So I got out of my last Ole Miss class, grabbed my gear and drove out to College Hill and hung a right and headed down to Hurricane Creek. I parked on the shoulder just past the bridge and got my little 202 and crickets out of the back…’Brim’ beds don’t require anything fancy or expensive. I spoke and nodded to the black folks fishing off the bridge and sitting on buckets on the bank with their cane poles. They were glad to see me again.
They knew I’d catch them dinner cause I’d go back in the snakes where they feared to tread. In a few minutes I found a bed and snuck along the bank and started. In 30 minutes I had 10 ‘brim’ and a big cat that I had to let swim back and forth for a few minutes to tire himself out before I could get him to the bank. When I held him up for the guys on the bridge to see…they were takin’ off running in all directions. Uh oh, damn. the Game Warden, Buddy Sledge! Nowhere for me to run so I walked on up when he motioned.

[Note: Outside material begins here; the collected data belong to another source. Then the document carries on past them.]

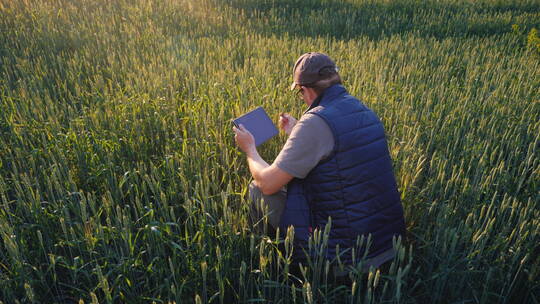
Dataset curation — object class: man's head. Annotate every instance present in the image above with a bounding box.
[290,52,342,105]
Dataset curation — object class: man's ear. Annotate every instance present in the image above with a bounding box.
[305,87,319,100]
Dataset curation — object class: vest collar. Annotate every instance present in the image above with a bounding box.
[305,84,348,113]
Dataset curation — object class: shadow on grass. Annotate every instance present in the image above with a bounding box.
[219,0,540,40]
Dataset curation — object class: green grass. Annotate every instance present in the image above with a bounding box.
[0,0,539,302]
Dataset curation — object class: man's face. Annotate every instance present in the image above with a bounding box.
[295,86,305,100]
[296,86,318,106]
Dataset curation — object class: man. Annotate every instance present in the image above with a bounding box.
[233,52,406,270]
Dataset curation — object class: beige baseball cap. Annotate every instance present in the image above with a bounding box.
[290,52,338,90]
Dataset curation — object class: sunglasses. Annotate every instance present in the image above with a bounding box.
[294,86,306,99]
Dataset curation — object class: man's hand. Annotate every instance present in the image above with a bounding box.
[279,113,297,136]
[233,123,294,195]
[233,124,256,155]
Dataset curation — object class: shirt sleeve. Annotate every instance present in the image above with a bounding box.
[273,113,334,179]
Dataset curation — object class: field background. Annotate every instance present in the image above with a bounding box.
[1,0,539,303]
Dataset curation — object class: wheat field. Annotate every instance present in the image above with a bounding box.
[0,0,539,303]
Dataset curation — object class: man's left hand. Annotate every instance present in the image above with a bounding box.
[233,124,256,155]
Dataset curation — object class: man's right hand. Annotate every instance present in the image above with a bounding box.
[279,113,297,136]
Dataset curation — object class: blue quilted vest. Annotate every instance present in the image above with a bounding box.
[279,84,406,264]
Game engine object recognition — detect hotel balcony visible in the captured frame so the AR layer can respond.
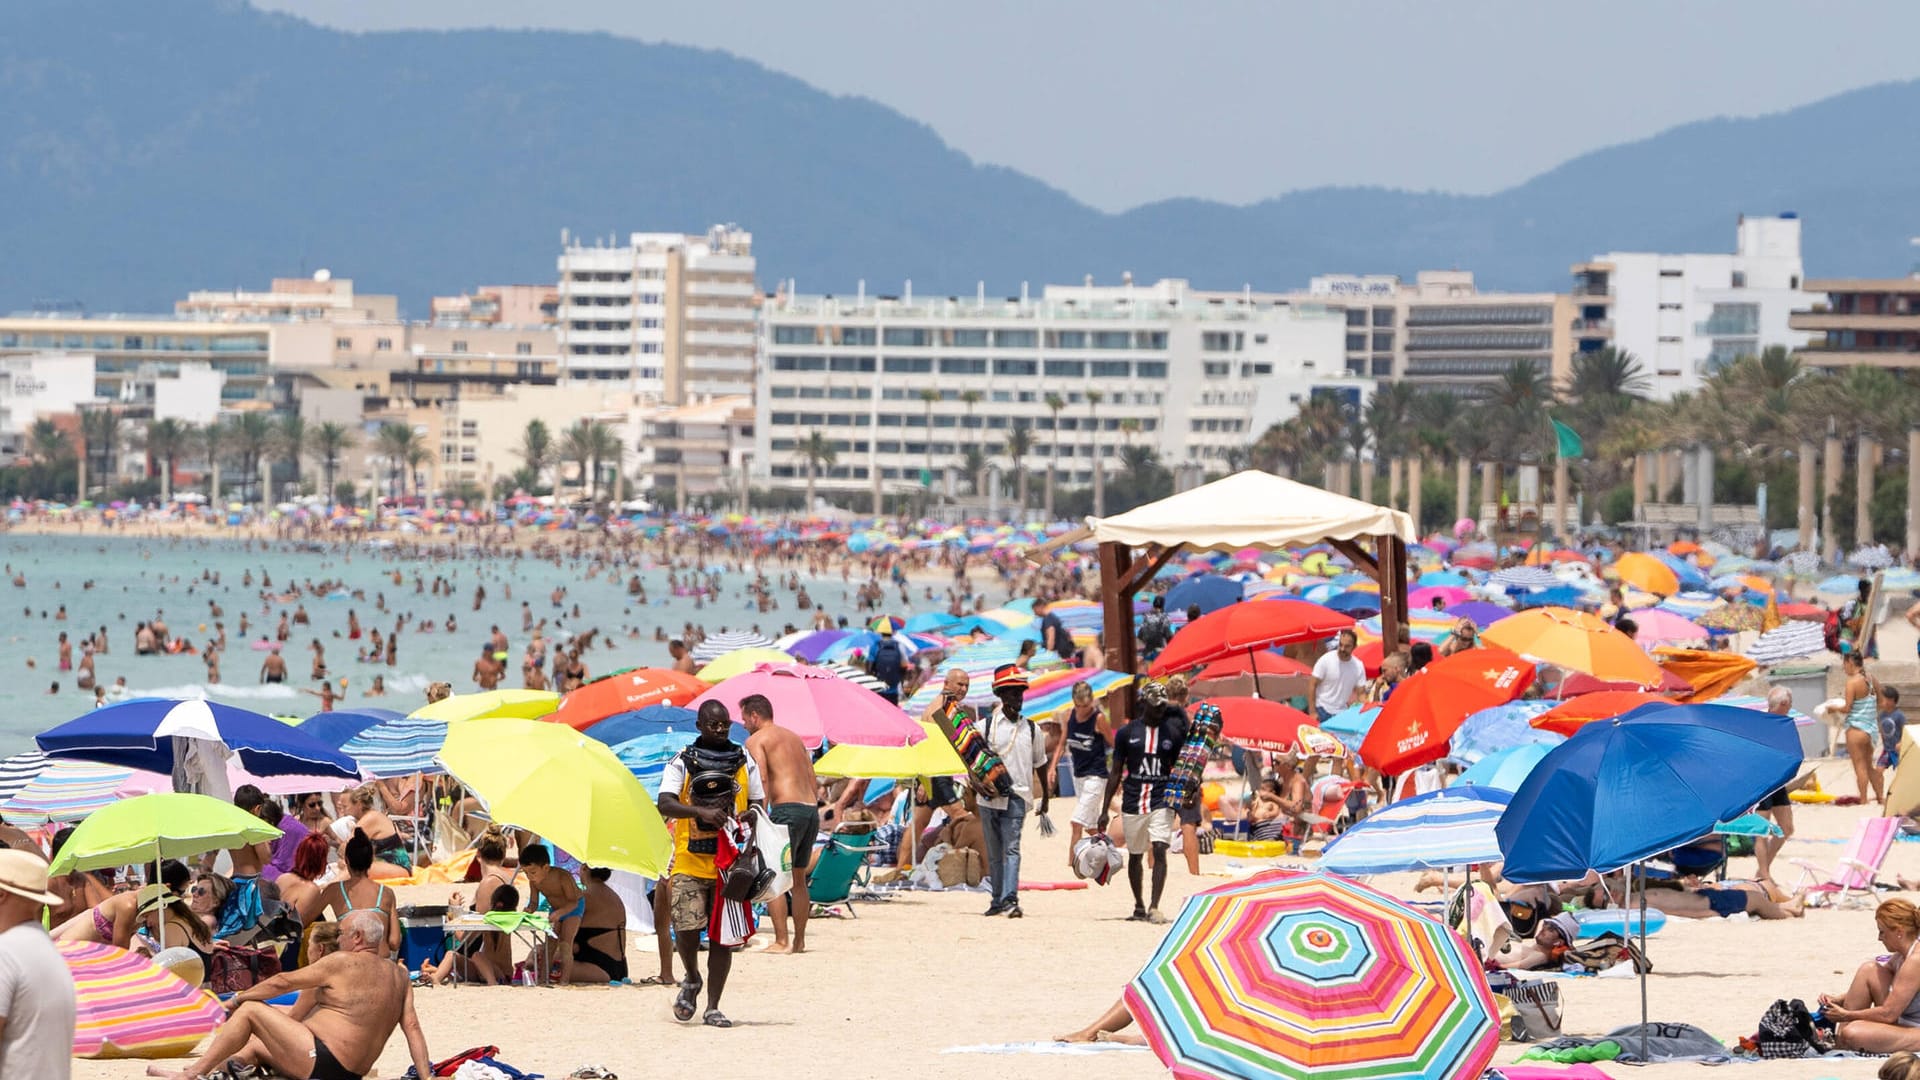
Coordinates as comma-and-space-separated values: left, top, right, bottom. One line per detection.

“Got a license, boy?” “Yes sir, I lied, but its at home” “You’re Jack’s boy aren’t ya?” “Yes sir and I’ll go get it (bluffing)” “Ok meet me down at the store in an hour, be standing by the rattle snake when I pull up” “Yes sir (oh damn!)!”
I raced to a phone and called The Fur, Fin & Feather and someone said Chief and Mrs. Pop were at the grocery store. Kroger. I flew there and started up the isles and low and behold, there he was. He saw me coming and knew by the look on my face that something was up.

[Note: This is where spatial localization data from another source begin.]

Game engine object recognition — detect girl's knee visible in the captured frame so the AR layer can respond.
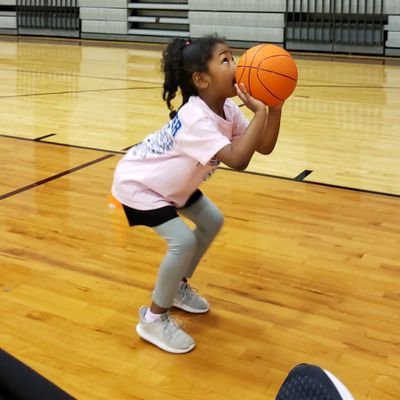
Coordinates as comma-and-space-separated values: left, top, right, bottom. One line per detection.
209, 208, 224, 233
211, 209, 224, 232
170, 230, 197, 255
198, 207, 224, 236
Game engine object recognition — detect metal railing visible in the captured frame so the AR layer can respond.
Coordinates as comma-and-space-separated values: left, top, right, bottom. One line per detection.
17, 0, 79, 32
286, 0, 385, 51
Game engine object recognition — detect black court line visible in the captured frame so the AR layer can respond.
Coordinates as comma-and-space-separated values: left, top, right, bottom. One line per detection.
0, 133, 125, 154
218, 167, 400, 198
0, 86, 161, 100
1, 134, 399, 199
121, 142, 141, 151
291, 53, 400, 66
34, 133, 56, 141
0, 67, 161, 85
0, 154, 115, 201
40, 139, 126, 154
297, 84, 400, 89
294, 170, 313, 181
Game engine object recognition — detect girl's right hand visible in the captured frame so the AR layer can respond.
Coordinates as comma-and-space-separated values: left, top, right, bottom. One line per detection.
235, 83, 266, 114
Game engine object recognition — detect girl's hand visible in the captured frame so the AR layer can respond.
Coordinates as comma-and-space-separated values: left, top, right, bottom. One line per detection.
235, 83, 266, 114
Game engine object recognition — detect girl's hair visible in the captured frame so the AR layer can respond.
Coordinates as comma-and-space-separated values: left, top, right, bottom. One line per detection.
161, 34, 226, 117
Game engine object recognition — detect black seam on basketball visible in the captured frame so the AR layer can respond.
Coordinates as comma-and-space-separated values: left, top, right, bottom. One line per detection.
254, 54, 297, 81
259, 69, 297, 81
247, 45, 268, 95
256, 54, 293, 64
259, 81, 282, 101
245, 65, 297, 82
256, 69, 283, 101
236, 52, 247, 84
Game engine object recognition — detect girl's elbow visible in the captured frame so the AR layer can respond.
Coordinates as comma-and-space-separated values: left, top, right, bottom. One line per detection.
262, 149, 273, 155
233, 160, 250, 171
260, 144, 276, 155
224, 159, 249, 171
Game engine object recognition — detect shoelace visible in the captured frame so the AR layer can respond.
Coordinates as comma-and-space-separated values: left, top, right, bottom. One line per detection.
180, 282, 198, 301
161, 314, 185, 340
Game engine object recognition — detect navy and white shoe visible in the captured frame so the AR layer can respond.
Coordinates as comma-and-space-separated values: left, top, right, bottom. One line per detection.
276, 363, 355, 400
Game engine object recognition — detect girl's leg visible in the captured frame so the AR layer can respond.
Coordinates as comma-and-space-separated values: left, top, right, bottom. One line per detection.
179, 194, 224, 278
136, 217, 197, 354
151, 217, 197, 310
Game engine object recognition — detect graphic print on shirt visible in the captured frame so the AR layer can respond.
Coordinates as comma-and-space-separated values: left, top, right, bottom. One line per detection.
196, 156, 220, 181
132, 116, 182, 158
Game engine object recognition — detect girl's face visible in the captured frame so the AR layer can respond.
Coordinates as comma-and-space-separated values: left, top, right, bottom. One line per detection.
206, 43, 237, 98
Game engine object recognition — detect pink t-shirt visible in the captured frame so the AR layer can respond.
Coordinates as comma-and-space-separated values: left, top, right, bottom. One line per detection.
111, 96, 249, 210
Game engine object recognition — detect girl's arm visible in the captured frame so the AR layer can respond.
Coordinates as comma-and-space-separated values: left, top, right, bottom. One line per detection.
256, 102, 284, 155
215, 83, 267, 171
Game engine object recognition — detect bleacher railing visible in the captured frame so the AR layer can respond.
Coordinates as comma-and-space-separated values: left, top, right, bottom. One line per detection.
286, 0, 385, 53
16, 0, 79, 32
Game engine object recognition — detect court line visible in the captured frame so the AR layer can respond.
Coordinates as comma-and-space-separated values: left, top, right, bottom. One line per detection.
0, 154, 115, 201
298, 84, 400, 89
294, 170, 313, 181
219, 167, 400, 199
1, 67, 397, 91
0, 133, 125, 154
0, 67, 161, 85
34, 133, 56, 141
1, 134, 399, 199
4, 35, 398, 66
0, 86, 161, 99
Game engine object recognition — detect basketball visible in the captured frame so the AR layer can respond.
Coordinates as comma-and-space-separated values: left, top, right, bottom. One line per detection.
235, 44, 298, 106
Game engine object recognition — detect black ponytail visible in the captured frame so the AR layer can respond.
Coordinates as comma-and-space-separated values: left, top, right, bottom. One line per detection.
161, 38, 188, 114
161, 34, 226, 116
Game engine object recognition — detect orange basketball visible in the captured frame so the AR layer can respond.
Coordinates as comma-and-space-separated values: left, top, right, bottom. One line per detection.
235, 44, 298, 106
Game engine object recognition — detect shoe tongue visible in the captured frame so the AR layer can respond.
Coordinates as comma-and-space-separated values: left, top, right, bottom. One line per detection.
160, 312, 169, 322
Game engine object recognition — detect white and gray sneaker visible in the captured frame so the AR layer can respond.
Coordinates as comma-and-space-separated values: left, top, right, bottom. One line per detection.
173, 282, 209, 313
136, 306, 195, 354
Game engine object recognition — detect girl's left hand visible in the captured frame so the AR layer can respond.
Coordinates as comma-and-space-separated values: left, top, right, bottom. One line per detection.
235, 83, 266, 114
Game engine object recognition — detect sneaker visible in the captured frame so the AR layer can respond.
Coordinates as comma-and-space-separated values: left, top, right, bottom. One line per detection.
276, 363, 355, 400
136, 306, 195, 354
172, 281, 209, 313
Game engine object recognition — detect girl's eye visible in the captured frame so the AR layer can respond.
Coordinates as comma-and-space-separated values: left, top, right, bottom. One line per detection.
222, 57, 229, 63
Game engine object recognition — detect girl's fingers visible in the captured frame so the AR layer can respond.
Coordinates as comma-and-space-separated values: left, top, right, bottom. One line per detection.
236, 84, 250, 102
239, 82, 247, 94
235, 85, 246, 101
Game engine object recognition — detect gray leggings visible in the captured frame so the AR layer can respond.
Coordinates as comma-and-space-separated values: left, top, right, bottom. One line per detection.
152, 195, 224, 308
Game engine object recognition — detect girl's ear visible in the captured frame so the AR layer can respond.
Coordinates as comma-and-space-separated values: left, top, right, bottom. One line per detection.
192, 71, 210, 90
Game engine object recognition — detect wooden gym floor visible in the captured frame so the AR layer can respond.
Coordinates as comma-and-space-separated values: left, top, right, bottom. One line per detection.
0, 36, 399, 400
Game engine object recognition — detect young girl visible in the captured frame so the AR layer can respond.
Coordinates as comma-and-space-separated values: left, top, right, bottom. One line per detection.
111, 35, 284, 354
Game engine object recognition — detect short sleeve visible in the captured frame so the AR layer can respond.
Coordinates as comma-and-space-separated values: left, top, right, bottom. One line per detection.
175, 116, 231, 166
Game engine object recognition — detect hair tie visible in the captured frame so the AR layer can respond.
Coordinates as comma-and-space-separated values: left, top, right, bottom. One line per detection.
184, 39, 192, 47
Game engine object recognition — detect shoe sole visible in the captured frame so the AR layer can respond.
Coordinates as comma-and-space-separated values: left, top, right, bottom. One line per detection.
136, 323, 195, 354
323, 369, 355, 400
172, 300, 209, 314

“What have you done Cofield?” “Chief I’m in big trouble, Hurricane…The Bridge…Buddy Sledge…No Fishing License!” Mrs. Pop, who had gone to New Albany High School with Martha Glenn, smiled at Chief, “Go ahead.” Out the door we went and in 20 minutes I was legal… backdated. I think it was $3. “Cofield, get your ass out of here boy and try to stay out of trouble!”

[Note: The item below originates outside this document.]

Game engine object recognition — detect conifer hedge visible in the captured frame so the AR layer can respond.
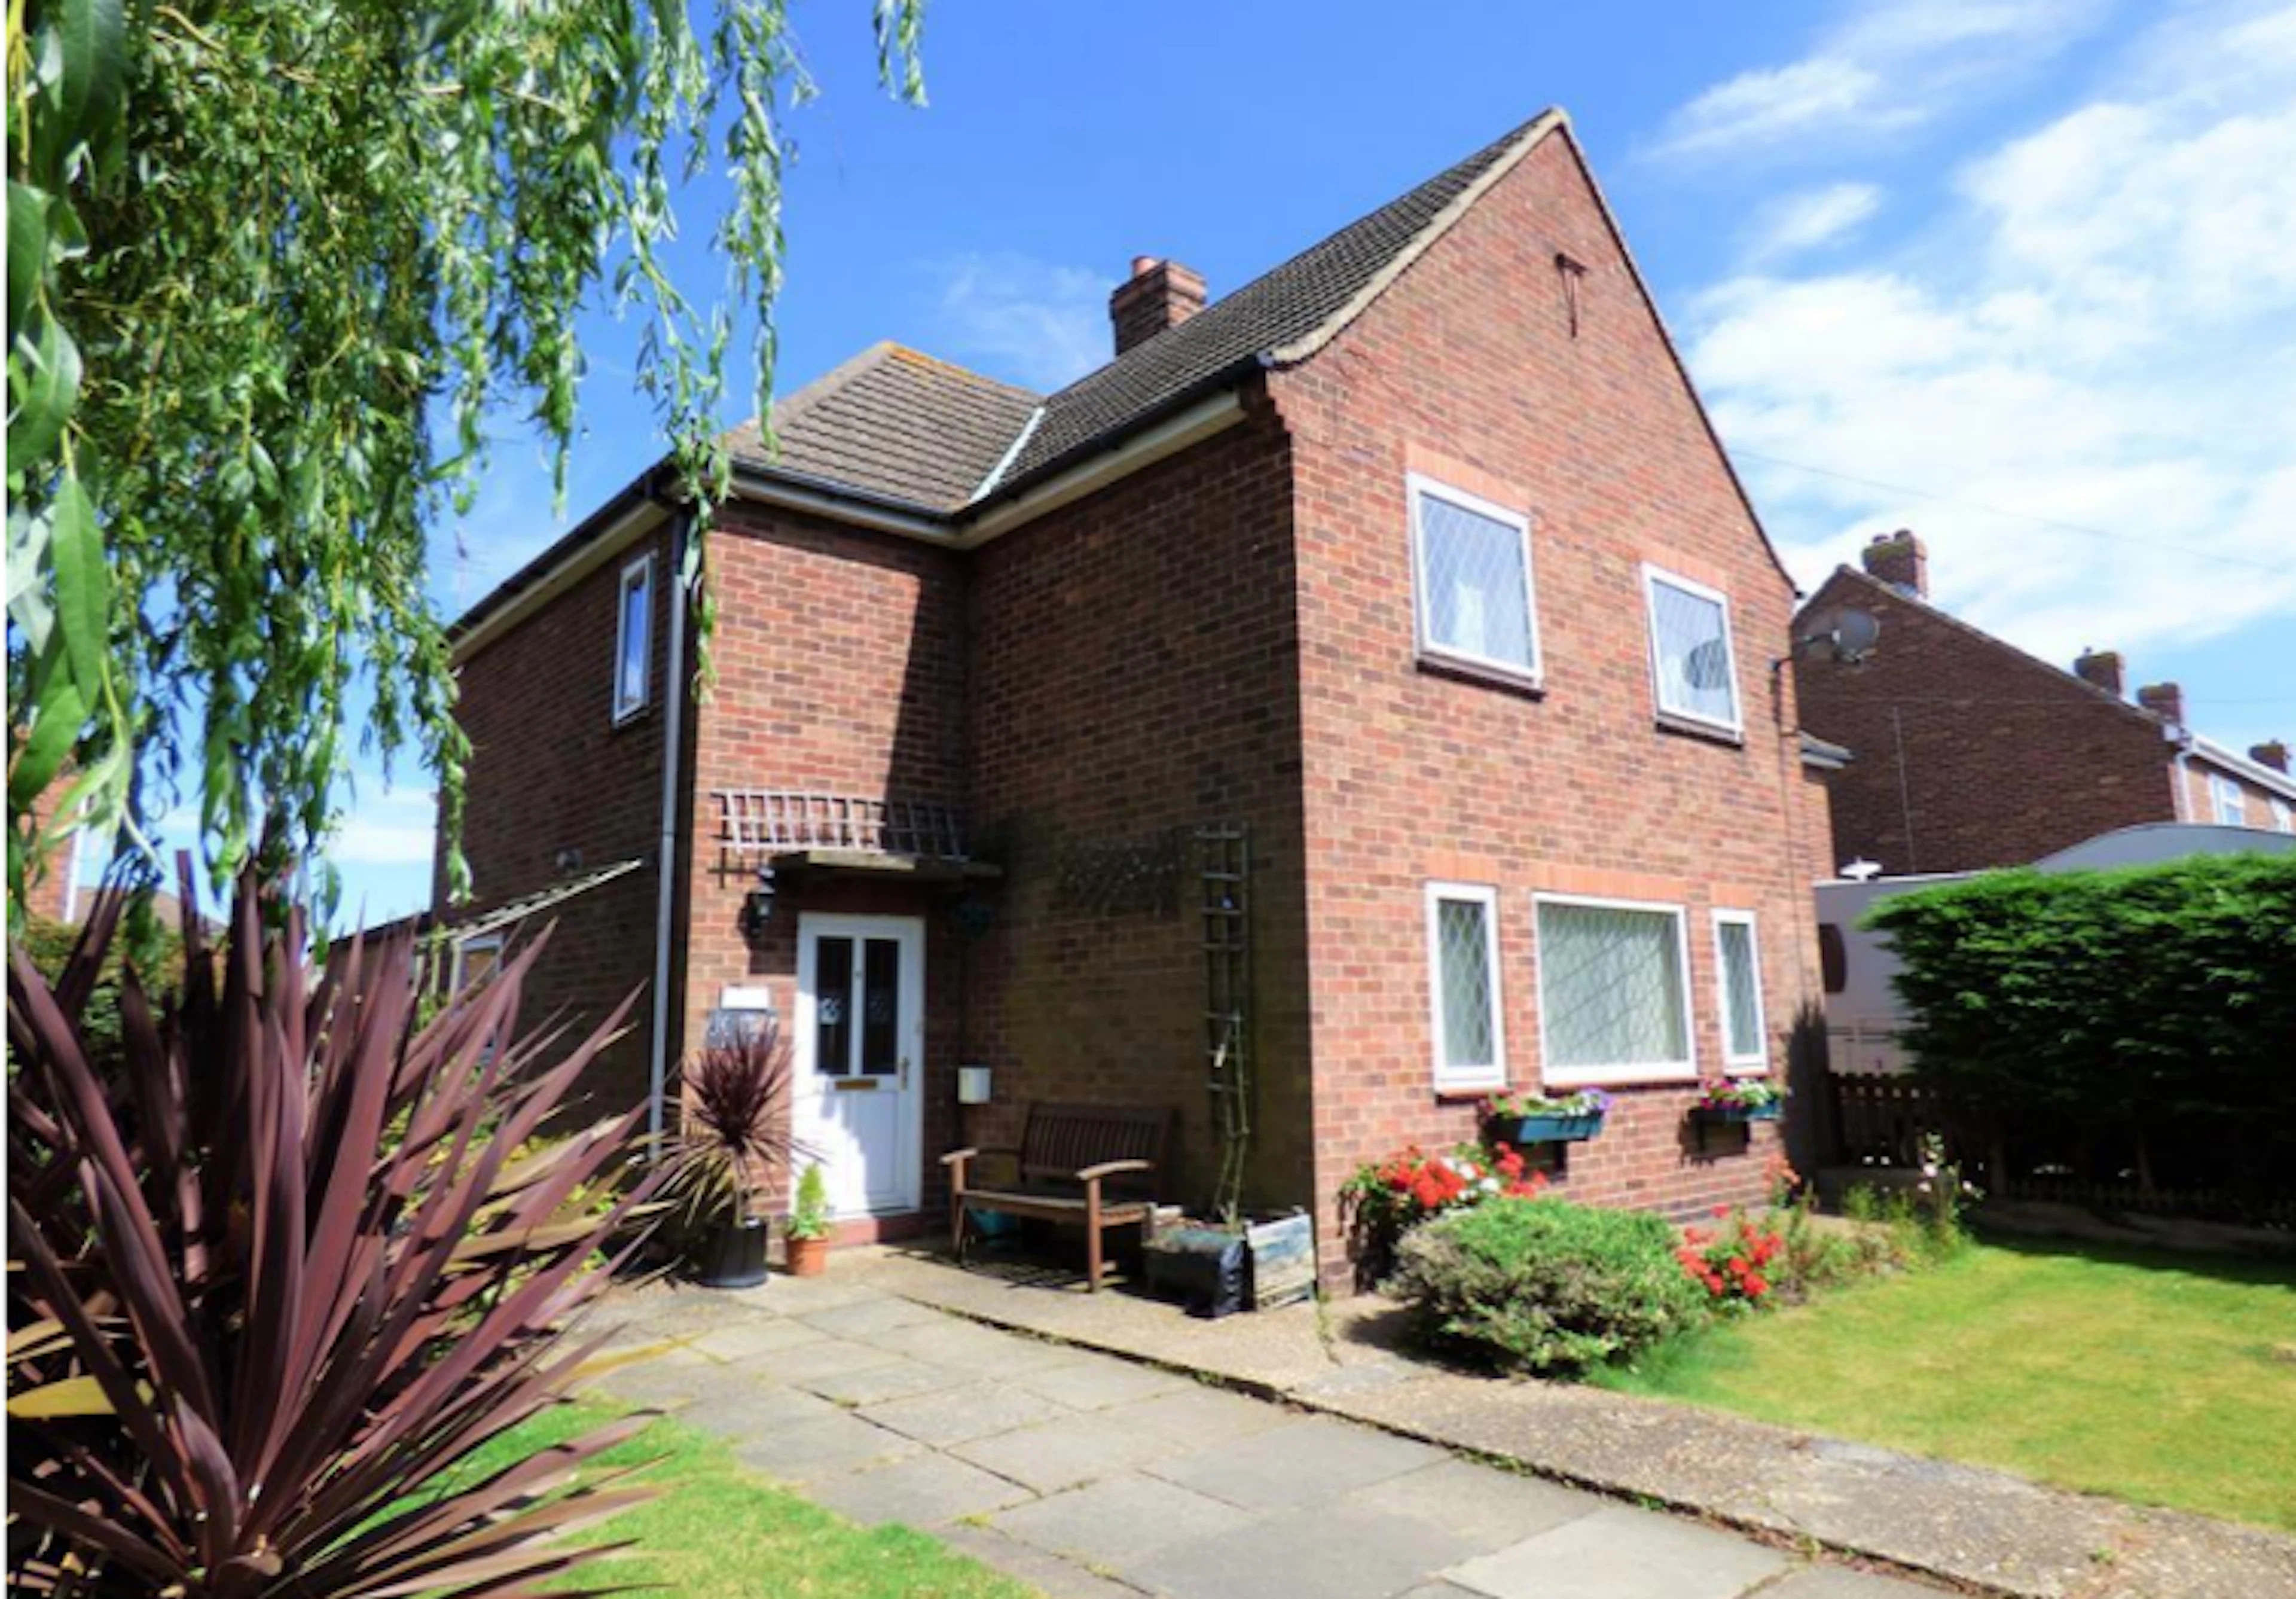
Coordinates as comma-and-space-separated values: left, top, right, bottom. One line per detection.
1864, 853, 2296, 1197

I threw Chief a 5 and took off for the snake cage. I’d been there 3 minutes listening to that rattler rattle when Buddy’s green truck rolled up. He eased through the lot, never came to a good stop. I held up my proof and he leaned out the window, grinned and said, “Boy you’ll never be the Bream fisherman yo Grandaddy Cofield was.”
—John Cofield
Andy McWilliams
October 3, 2013 at 2:56 pm
Good one. I used to turkey hunt along he Mississippi River with a well known game warden, Hop Birdsong. Hop used to be guide for Coach Johnny Vaught, when he hunted on Mark Ham Island. Hop was a WWII Marine Corps vet who liked to talk about all the action he saw on Guadalcanal. When we’d sneak up on a turkey, he’d call it “Jap walking.” And we’d walk in a kind of low leaning trot. Hop would’ve made a career of being a game warden, except he and a friend got caught hunting on the game reserve. Thanks for posting. It brought back memories.